Stephen Mitchell and Margaret Black in ‘Freud and Beyond’. http://www.amazon.com/Freud-Beyond-History-Psychoanalytic-Thought/dp/0465014054
Teaching time. Yes, it is time to talk about what I do every day and why I do it. How do I think about what I do? How can my students, licensed clinicians dedicated to expanding their understanding of motivation, deepen their work with patients who come seeking relief, but often staying for a more fundamental understanding of themselves? This is the “big picture” discussion of how we look at the human psyche and thereby understand human suffering. What exactly did Freud teach us and should we move on from him or build from his iceberg description of the human mind? What about other writers, such as Otto Kernberg, Roy Schaefer, Hans Loewald and Jacques Lacan? Have they changed the field or merely layered over the understanding that the underpinnings of behavior are largely unknowable, but allow for a theoretical discussion of possibilities which include psychic structures such as id, ego and superego, along with instinctual drives of sexuality and aggression. How central is the oedipal conflict, where the little boy so desires his mother but must compromise his love for her by identifying with his father, and through this inherently frustration situation the boy grows up to navigate his world and mature into a man that handles frustration with grace, while maintaining the ability to love and work; the definition of mental health, according to Freud.
Case example. Lucia, fifty-three, female, wants to feel “important”. She does not feel valued by her husband or her three children. At work, where she is the office manager for a large law firm, she feels valued, but she does not value her work. In essence, her activities do not give her the pleasure, the fulfillment, she had imagined she would feel at this age. The lay person might say she is having a mid-life crisis. She has achieved her dreams, but they give her little satisfaction. Her narrative suggests a tone of “is this it?” How did Lucia get here, I wonder. Is this the result of living her parents’ dream but not hers. Does she lack, what Kohut would say, is a sense of agency or ownership over her life? Does she feel like the classic marionette, with strings pulled by imaginary figures, with little sense of her own power over her destiny? What changed for Lucia? Why now is she struggling with fulfillment? After the first child, the second, the third, did she suddenly experience the weight or responsibility for these three lives, whereas before she was not conscious of what it meant to have one child, never mind three? Her three children are all boys. Is the feeling the grief of not having a girl? What about her marriage? When did that seem empty to her? Or, maybe it is not empty, but just not right in the moment? Again, I say none of these things, I only ponder ideas about how a seemingly high-functioning person leads a double life, one with an external sense of being together and an internal sense of despair. What is my tool for understanding? Free association. How is Lucia going to tell her story? Is she going to reveal her early relationships or will she focus on the here and now. Is she focused on her symptoms or is she focused on her narrative? How does she imagine I will help her? Is she determined to get medication or is she open to exploration and further understanding of her mental interior?
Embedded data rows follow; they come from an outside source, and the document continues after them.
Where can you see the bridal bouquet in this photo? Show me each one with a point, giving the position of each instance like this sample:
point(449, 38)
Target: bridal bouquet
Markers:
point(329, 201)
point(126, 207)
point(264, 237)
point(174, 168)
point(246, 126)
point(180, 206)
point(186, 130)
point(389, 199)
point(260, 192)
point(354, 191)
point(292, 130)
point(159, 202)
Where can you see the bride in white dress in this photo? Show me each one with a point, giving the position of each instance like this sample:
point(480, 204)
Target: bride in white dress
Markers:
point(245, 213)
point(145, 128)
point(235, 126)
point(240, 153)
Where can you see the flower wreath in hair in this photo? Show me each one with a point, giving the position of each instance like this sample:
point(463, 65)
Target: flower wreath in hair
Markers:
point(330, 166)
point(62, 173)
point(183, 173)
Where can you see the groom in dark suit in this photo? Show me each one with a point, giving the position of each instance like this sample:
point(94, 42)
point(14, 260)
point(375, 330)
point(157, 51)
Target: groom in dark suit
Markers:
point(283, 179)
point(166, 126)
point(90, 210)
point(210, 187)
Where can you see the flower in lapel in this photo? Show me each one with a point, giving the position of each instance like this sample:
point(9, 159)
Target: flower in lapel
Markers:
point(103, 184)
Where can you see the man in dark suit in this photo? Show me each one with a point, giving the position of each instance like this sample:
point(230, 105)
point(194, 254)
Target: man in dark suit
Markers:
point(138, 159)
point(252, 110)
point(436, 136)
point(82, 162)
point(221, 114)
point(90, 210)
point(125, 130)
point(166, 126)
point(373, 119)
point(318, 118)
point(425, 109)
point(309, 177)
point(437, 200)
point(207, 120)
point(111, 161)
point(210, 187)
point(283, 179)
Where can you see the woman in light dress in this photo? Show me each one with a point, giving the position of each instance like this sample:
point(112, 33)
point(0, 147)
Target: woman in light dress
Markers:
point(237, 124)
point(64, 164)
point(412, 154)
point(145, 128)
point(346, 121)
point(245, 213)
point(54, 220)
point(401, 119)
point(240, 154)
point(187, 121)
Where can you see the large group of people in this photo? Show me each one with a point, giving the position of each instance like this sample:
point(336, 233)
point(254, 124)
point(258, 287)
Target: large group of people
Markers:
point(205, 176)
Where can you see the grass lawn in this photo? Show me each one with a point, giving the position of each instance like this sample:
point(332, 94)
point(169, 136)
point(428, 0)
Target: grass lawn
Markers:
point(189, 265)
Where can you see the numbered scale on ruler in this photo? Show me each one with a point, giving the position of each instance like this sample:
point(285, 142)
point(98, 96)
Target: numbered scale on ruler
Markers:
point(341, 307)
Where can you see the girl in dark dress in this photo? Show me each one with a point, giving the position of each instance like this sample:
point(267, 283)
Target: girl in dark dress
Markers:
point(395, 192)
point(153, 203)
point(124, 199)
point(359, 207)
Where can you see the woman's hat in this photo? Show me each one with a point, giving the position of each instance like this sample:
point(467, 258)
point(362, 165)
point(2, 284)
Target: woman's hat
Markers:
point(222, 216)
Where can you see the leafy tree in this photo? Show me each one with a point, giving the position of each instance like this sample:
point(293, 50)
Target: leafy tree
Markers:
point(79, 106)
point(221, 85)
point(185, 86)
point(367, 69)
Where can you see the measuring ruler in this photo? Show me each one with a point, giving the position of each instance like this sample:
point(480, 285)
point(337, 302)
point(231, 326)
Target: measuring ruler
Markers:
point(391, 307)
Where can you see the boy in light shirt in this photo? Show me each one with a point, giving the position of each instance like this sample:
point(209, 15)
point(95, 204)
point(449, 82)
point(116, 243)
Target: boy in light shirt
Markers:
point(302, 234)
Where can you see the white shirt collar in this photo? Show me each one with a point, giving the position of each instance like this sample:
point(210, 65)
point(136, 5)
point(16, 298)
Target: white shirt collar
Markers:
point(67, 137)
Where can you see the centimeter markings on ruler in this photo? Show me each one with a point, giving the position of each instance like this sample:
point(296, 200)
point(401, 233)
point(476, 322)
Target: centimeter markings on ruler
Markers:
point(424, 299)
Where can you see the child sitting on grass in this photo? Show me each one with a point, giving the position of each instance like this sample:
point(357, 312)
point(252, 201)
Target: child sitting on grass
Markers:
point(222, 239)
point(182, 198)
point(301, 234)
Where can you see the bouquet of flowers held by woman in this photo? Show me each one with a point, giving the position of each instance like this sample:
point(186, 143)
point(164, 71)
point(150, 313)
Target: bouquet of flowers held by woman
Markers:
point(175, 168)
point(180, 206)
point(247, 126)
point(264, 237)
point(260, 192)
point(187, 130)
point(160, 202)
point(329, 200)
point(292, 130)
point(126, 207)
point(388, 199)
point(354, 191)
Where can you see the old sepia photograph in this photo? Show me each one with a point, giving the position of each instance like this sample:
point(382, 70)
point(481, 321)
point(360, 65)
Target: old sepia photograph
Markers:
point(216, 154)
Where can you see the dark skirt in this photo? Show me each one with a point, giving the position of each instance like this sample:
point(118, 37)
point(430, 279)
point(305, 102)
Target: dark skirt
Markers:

Therapeutic process is the belief that together, Lucia and I, with the shared goal of understanding her mental state, can uncover unconscious contributions to her behavior, and in so doing, she can make decisions which have more meaning for her. “Is the upshot that Lucia will take an art class, something she has put off for twenty years, and now she is happy?” I imagine that question tinged with a cynical tone associated with the quick-fix solution of “just tell her to get a dog” so that she can feel appreciated. Maybe that is the upshot that her loved ones see, but the path to her taking an art class is one in which Lucia understands her self-deprivation, how she has expected love and devotion from her children and her husband, because she never received that kind of love from her parents. The journey through this therapeutic process is one in which Lucia comes to see how her expectations, based on very early needs, were placed on her family, somewhat unfairly. Her husband, in this fictional example, is a ‘good enough’ husband, and her kids are thriving, but the problem is that Lucia is suddenly aware of her early deprivation and she is now looking at her current family in disappointment and despair. The understanding of this displacement helps Lucia keep her family together and enables her to nurture herself. Will my students understand this journey from blame to grief? I will let you know.